El movimiento de clientes bancarios de mayor edad liderado por el jubilado Carlos San Juan obtuvo hace una semana un éxito relevante con el apoyo público de la vicepresidenta económica, Nadia Calviño, y del gobernador del Banco de España, Pablo Hernández de Cos. Doblegó la pasividad de la banca en el injusto trato que les dispensa. Las patronales bancarias presentaron al Tesoro un plan de choque para combatir la exclusión financiera que sus propias entidades han generado autónomamente mediante sus despidos masivos, cierres de sucursales y una acelerada digitalización sin acompañamiento a los menos entrenados en el manejo informático. La larga lista de medidas con que se proponen rectificar su desconsideración hacia un segmento de su clientela especialmente fiel durante décadas es ambiciosa. Hoy, lunes, Calviño y Hernández de Cos firmarán el nuevo protocolo con las asociaciones bancarias para el fomento de la inclusión financiera.

Figuran en el plan la ampliación de los autobuses que sirven a los núcleos más remotos, la instalación de cajeros en tiendas y gasolineras, la ampliación de la red de agentes especializados en el segmento desprotegido, los acuerdos con Correos para atender a la España rural… La debilidad de ese plan de choque —voluntario, al menos en los borradores iniciales— es la ausencia total de control independiente sobre el cumplimiento del catálogo de medidas propuestas. Es un punto esencial que pone en cuestión su eficacia y debe ser revisado, después de que durante la Gran Recesión quedara demostrado que la autorregulación del sector bancario no suele ser buena idea. El compromiso de las patronales sobre la labor del Observatorio de Inclusión Financiera puede quedar en nada si su control no está consorciado con los clientes y bajo supervisión pública. El sector bancario acumula ya experiencias fallidas en este ámbito y alguna muy sonada: en pleno estallido de la burbuja inmobiliaria y multiplicación exponencial del problema social de los desahucios por impago de hipotecas, el Gobierno de entonces tuvo la iniciativa de formular un Código de Buenas Prácticas, de carácter voluntario, para que el sector redujese los desahucios, sobre todo mediante daciones en pago. Esa medida apenas resolvió una parte del problema. Algo parecido sucedió en el escándalo de las preferentes. Los bancos podían elegir a los árbitros y escogieron consultoras que en buena parte dependían de sus encargos como clientes.

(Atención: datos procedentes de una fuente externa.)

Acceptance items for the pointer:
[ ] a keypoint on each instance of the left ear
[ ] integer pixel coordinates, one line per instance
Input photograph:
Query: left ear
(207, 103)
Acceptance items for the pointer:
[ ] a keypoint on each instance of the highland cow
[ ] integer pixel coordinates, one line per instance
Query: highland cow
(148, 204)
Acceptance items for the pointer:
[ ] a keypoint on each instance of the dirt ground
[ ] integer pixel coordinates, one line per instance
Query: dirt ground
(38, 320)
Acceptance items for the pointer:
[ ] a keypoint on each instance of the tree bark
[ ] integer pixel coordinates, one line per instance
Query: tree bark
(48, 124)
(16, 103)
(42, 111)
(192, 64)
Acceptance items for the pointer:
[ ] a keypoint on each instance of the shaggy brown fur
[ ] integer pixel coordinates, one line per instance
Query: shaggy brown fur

La racionalidad económico-social de estas compensaciones es obvia. La banca ha cerrado más de 20.000 sucursales (que nadie le había obligado a abrir) desde la crisis de 2008, y 2.488 solo en 2021; ha despedido a 117.000 empleados (más de 18.000 en 2021) y, a la vez, ha cosechado el año pasado beneficios por más de 19.000 millones de euros. Esas cifras mareantes podrían haberse destinado, sobre todo, a aumentar sus ratios de capital y solvencia (en las que España está en el furgón de cola de la eurozona), inversiones productivas y mejora de su servicio. Pero el sector ha enfatizado el reparto de dividendos. Ello, junto a las elevadas retribuciones a sus principales directivos con sueldos ya muy elevados, contrasta en exceso con la evolución de la masa salarial de los trabajadores.